Le miscanthus, originaire d’Asie orientale, est reconnu pour ses multiples usages, allant de la production de cellulose à celle de biomasse. Ce projet a débuté il y a presque trois ans, mais l’implantation de la plante a été laborieuse en raison de la dégradation des sols. Les chercheurs utilisent un biochar, produit à partir de miscanthus, pour améliorer la fertilité des terres.
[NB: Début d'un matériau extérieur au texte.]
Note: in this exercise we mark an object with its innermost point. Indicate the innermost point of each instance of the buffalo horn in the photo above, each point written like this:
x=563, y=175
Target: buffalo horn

Les premières analyses montrent que le miscanthus peut capter les métaux lourds dans ses racines, tout en favorisant la matière organique. En laboratoire, des tests indiquent également sa capacité à séquestrer du carbone. Cependant, la mise en place de cette technologie reste coûteuse et dépendante de subventions, surtout en temps de guerre.

Pour l’équipe de MilClimaTech, le projet représente un espoir de régénération des terres ukrainiennes, malgré les défis posés par le conflit actuel. Tatyana Stefanovska, l’une des chercheuses, reste optimiste quant à l’avenir et à la possibilité de contribuer à la reconstruction écologique du pays.